Understanding Greeks – Theta

Theta is one of the more important Greeks when trading short-term options.  It is the daily decay that occurs in the option.  In other words, it is the change in the value of the option for the passage of 1 day.  Many people look at options in terms of absolute cash outlay, but fail to recognize that the real concern for a day without price movement is Theta, not total price paid.  When you trade options that are near expiration, Theta is very important.  Long dated options are more focused on Vega, which we discussed earlier (Understanding Greeks – Vega).

As mentioned, the shorter the amount of time to expiration, the higher the Theta of an option.  This is because your option has less time to work, so the option is more likely to converge on intrinsic value.  Let’s dive into intrinsic and extrinsic value here, as that’s really what we are discussing with Theta.

Intrinsic value is how far in-the-money the option is.  The extrinsic value is the rest (assuming no interest and dividend, which is a portion of the value, but we’ll simplify for this exercise).  If the $50 call is trading for $5 with the underlying trading $52, then the intrinsic value is $2 and the extrinsic value is $3.

Because of the way these options work, we know that shorter duration options are worth less than longer duration options.  So as time passes, that $50 call will converge on the intrinsic value – if the option were to expire in 30 seconds, you are unlikely to spend any more than intrinsic value to have that option as it will immediately be converted into an underlying position.
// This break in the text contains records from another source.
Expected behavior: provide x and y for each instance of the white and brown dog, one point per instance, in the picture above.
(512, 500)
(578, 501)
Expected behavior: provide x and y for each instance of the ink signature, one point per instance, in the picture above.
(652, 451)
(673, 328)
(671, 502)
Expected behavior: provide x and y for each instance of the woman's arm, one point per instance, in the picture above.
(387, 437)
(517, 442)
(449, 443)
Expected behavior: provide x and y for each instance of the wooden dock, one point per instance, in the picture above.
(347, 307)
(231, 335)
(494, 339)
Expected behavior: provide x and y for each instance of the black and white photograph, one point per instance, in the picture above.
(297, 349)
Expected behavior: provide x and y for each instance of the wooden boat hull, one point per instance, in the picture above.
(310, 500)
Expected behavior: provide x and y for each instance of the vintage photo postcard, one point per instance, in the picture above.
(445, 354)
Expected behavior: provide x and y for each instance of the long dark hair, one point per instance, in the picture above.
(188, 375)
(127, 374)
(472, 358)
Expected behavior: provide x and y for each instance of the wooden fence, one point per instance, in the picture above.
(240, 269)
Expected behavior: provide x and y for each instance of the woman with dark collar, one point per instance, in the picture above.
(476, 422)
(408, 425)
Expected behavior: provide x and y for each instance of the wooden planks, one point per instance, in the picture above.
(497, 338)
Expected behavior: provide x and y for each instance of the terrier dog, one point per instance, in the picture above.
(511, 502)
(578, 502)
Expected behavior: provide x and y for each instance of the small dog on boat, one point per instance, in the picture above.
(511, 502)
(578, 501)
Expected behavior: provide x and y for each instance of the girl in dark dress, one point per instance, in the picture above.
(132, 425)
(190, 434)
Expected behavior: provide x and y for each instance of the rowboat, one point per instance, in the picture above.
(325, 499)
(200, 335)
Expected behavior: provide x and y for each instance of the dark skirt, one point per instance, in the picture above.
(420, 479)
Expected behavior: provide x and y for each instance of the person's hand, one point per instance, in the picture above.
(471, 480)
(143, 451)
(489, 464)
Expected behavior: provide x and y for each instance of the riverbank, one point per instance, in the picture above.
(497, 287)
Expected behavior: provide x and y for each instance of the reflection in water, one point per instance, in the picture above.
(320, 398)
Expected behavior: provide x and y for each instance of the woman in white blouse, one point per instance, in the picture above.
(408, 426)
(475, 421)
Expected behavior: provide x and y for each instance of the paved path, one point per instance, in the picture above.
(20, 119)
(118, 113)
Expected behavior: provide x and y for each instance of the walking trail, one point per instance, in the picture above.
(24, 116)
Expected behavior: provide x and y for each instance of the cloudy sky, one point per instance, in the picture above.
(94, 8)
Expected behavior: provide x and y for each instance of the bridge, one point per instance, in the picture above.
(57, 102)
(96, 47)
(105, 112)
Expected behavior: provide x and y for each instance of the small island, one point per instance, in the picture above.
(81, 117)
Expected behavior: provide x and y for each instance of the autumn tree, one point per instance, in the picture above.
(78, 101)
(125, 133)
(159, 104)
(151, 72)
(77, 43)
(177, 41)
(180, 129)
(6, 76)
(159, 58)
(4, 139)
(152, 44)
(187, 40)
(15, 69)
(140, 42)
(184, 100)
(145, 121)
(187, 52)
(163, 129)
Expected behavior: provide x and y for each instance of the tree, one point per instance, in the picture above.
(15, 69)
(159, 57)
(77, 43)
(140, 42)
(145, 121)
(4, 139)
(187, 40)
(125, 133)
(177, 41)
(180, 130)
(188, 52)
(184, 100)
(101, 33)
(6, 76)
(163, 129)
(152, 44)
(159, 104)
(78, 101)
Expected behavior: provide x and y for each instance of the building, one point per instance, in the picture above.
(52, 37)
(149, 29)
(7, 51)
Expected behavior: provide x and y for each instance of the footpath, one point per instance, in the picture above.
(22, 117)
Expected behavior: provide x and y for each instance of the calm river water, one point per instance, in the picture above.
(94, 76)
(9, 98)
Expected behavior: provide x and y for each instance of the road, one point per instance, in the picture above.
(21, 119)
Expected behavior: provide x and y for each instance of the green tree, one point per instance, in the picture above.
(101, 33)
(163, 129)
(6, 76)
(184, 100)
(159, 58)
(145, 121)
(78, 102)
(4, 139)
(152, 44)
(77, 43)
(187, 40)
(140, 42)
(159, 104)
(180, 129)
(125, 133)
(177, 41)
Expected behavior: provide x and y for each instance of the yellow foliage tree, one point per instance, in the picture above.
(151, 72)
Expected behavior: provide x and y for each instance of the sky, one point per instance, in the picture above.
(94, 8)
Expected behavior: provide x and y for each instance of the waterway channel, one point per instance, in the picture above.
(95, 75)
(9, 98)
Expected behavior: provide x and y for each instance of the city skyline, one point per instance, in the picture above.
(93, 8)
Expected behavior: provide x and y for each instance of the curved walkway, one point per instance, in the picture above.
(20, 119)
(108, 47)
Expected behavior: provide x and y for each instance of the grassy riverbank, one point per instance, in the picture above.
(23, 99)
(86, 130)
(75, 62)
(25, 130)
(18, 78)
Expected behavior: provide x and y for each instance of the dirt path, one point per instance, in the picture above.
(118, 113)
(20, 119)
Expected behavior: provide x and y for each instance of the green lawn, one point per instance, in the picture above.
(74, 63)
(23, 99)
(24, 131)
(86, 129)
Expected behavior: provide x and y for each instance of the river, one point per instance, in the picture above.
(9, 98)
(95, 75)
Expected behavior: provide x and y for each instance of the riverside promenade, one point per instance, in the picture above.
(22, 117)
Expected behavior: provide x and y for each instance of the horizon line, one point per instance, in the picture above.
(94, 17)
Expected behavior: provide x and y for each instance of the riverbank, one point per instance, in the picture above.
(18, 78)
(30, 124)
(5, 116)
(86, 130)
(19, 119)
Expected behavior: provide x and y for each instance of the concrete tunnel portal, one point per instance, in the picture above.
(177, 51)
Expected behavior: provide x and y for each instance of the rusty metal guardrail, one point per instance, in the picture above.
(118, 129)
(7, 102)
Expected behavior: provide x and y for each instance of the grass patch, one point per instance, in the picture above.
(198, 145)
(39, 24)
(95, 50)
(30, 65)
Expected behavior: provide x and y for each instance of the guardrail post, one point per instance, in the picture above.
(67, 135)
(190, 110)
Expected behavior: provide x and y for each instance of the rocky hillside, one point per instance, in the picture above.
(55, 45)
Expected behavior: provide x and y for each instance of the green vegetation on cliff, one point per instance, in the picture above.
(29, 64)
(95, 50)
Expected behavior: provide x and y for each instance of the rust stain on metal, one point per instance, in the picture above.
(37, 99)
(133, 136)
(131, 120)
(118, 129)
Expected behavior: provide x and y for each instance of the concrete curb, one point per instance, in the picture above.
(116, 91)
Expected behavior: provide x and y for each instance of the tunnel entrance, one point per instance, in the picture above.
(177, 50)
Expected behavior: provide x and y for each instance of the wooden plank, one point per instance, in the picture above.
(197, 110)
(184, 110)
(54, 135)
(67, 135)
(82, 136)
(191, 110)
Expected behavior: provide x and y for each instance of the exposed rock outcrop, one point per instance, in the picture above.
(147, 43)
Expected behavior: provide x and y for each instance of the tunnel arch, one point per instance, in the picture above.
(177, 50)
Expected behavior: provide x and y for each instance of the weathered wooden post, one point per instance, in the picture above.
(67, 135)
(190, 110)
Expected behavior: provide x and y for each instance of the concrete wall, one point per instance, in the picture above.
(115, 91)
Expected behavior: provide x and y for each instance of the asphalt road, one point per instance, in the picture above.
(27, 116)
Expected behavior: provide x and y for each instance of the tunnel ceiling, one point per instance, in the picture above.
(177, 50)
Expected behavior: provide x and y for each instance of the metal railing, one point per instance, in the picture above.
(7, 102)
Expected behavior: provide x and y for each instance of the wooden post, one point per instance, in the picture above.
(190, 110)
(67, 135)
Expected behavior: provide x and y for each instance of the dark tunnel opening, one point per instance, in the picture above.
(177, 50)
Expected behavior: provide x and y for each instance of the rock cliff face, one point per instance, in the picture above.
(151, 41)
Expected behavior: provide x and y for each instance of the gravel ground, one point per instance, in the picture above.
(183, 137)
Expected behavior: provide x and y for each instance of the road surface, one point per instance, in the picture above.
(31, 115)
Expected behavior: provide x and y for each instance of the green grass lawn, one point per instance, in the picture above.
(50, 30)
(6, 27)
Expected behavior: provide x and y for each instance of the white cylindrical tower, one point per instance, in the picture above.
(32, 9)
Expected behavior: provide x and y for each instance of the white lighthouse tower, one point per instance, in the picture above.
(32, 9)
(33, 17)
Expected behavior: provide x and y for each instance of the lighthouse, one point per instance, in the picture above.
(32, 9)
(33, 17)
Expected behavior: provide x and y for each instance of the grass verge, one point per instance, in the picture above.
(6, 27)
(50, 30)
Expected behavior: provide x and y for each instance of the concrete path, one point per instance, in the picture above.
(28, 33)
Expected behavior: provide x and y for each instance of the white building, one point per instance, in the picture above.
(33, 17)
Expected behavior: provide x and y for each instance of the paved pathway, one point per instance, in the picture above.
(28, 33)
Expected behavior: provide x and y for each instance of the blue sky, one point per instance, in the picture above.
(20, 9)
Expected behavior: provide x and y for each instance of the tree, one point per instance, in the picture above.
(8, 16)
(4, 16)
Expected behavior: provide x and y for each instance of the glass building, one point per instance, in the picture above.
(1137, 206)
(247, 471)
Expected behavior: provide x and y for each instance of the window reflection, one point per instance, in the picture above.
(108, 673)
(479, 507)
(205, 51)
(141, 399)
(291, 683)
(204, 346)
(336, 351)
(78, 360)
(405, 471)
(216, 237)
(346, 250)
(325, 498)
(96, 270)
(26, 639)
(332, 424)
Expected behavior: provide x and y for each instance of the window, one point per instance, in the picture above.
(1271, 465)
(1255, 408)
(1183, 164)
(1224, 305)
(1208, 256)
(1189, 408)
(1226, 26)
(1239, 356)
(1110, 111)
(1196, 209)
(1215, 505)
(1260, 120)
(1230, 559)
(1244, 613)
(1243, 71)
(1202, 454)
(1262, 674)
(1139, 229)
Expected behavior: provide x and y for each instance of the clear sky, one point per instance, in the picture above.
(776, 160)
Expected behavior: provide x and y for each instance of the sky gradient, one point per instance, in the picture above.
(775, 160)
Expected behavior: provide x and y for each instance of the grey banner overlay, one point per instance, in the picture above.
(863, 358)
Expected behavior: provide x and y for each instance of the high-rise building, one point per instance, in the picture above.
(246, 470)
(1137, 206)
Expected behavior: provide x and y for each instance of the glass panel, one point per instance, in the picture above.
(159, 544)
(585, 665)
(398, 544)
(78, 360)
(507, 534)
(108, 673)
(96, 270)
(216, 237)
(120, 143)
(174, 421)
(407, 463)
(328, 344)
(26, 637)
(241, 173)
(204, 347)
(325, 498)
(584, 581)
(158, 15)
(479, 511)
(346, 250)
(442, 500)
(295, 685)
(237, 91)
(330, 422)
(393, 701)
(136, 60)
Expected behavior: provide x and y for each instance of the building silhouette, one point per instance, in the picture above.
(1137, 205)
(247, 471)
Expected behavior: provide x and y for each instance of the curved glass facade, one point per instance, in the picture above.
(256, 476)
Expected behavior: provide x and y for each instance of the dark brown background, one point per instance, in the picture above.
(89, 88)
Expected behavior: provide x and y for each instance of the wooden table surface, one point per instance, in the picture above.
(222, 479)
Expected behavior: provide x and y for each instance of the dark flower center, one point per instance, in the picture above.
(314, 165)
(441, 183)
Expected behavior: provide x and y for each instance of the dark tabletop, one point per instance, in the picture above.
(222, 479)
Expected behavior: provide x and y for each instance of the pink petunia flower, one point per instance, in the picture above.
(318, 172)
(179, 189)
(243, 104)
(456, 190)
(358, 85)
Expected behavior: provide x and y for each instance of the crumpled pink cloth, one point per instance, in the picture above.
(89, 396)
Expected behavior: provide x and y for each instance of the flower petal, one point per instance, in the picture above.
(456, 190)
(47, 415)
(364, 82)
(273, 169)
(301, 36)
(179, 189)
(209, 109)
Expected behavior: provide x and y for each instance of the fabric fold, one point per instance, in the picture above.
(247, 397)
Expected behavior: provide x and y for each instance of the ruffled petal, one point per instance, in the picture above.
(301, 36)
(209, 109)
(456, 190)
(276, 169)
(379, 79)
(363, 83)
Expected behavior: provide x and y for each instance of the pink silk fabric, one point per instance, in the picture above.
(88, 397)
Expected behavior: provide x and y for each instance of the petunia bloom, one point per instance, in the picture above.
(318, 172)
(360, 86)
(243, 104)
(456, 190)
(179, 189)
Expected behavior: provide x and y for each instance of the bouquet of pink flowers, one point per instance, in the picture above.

When we look at the performance of a put or call (see my prior posts here and here), you can see that if we stay in a tight range, the option’s time decay will cost us money relative to an equity position.  This is the trade-off for leverage and defined risk – we have a defined amount of time for that option’s benefits to pay off.

The nuance of Theta is the real key.  Which options decay faster?  At-the-money or out-of-the-money?  When does Theta accelerate the most and justify really focusing on that risk over others?  We will discuss these topics and more in greater detail later, but this intro to Theta will hopefully give you a sense of what it does and why it matters.